There are alternatives to OLS, and I explored many of them when developing and fitting the model (note that the structure of the model and how it is fit are two different things). Unfortunately, none of these approaches are really valid solutions, as you end up"chasing noise" and routinely overestimating what someone can do. IOW, use of an "envelope fit", i.e., fitting only the extremes of the extremes, results in bias (this I have also demonstrated with large samples).

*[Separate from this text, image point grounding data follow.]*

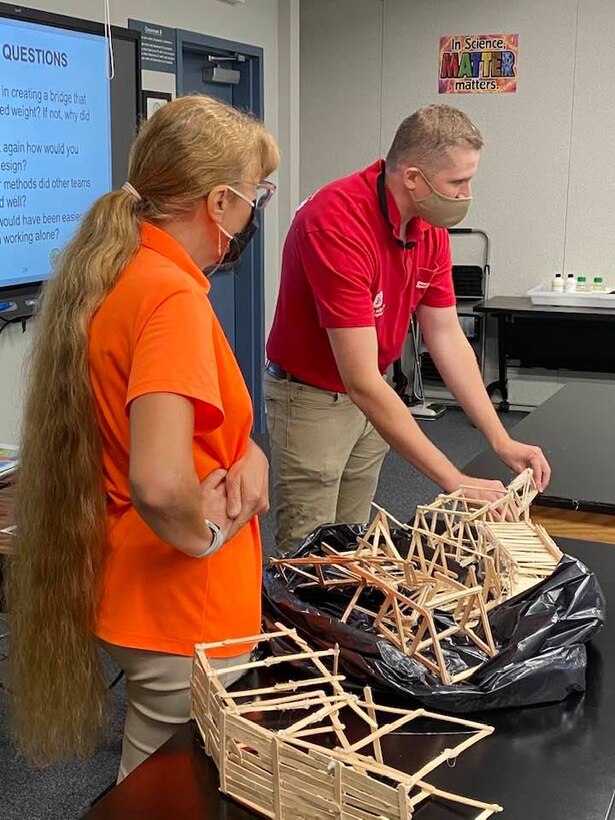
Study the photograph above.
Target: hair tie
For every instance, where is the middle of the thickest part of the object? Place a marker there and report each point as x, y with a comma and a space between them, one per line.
132, 191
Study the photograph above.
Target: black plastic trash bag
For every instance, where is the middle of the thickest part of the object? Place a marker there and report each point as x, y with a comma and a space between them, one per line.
539, 636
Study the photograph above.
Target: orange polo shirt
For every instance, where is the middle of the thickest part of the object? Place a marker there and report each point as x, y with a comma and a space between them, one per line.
156, 332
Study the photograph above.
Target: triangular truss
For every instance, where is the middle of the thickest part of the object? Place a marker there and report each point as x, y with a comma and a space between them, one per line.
453, 543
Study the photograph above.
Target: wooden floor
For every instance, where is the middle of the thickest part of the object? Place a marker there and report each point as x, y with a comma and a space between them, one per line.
571, 524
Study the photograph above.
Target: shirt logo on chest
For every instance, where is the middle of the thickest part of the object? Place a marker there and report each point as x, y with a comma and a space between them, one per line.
379, 305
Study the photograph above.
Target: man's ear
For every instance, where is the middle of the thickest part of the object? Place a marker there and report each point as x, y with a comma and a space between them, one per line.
411, 175
216, 202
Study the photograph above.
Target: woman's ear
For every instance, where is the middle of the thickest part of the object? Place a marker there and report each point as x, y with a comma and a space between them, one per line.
216, 202
411, 175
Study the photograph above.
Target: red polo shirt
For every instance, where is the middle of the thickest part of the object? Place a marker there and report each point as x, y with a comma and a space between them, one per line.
344, 265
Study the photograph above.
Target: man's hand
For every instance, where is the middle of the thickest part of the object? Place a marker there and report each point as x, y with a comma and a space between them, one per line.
247, 487
518, 456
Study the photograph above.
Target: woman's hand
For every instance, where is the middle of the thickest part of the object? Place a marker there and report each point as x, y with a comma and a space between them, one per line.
247, 487
215, 501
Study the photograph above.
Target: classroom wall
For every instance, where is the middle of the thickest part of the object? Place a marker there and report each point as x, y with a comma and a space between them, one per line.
544, 191
255, 22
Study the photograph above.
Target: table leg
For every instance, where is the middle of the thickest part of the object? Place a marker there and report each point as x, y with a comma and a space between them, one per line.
502, 369
501, 385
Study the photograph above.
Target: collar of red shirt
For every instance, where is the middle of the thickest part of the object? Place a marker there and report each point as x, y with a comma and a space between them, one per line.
163, 243
415, 229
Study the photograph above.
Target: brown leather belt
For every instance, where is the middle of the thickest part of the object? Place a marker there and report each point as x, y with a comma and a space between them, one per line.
279, 373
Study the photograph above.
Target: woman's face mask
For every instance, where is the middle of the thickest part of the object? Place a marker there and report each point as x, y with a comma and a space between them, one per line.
440, 210
237, 242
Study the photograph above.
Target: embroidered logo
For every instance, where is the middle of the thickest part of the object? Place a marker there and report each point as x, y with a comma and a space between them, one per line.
379, 304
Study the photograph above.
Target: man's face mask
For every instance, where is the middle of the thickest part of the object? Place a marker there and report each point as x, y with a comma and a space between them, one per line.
239, 242
440, 210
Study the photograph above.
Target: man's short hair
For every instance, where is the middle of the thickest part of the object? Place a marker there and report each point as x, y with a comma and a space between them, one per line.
423, 138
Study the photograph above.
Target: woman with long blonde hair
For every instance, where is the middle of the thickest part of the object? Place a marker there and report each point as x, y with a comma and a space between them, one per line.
139, 485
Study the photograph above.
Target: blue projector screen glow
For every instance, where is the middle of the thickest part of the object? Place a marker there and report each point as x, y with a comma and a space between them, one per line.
55, 142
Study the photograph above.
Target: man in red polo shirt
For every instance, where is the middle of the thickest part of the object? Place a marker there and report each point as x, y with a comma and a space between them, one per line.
362, 255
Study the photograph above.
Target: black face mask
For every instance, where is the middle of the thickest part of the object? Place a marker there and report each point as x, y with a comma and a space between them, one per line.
237, 246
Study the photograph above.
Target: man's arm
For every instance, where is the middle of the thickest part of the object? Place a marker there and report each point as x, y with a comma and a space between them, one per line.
453, 356
356, 354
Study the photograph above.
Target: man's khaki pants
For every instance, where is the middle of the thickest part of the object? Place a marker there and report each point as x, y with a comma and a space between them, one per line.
158, 695
326, 459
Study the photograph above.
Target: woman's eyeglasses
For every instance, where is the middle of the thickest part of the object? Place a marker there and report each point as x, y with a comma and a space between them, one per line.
264, 191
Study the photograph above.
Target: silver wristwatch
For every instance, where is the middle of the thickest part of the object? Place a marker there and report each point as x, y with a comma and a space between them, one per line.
217, 537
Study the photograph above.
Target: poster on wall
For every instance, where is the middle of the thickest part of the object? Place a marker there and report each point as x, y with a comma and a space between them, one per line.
478, 64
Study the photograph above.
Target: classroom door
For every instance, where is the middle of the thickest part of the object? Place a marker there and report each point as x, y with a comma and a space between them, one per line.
232, 72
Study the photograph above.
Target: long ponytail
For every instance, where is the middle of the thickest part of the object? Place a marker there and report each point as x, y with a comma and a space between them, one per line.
57, 688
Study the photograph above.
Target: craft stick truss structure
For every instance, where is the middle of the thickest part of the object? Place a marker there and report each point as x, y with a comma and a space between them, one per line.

Thanks for the reply. I, as many others do I'm sure, do genuinely appreciate you coming on here to explain, elaborate and defend your work from armchair critics like me. My post wasn't meant as a snipe as such, more of an observation!

That's an interesting (and somewhat disappointing) point regarding the possible bias of other fit methods. I guess, as you say, with a more comprehensive set of data the errors start to cancel each other out and this is clear just by looking at my own data over longer time-frames.


asgagd wrote:
Also, Andrew tries to fit the data, instead of trying to predict possible performance. Most people expect the second thing. I still don't truly understand the purpose of the first thing. But maybe my mind is to feeble to understand?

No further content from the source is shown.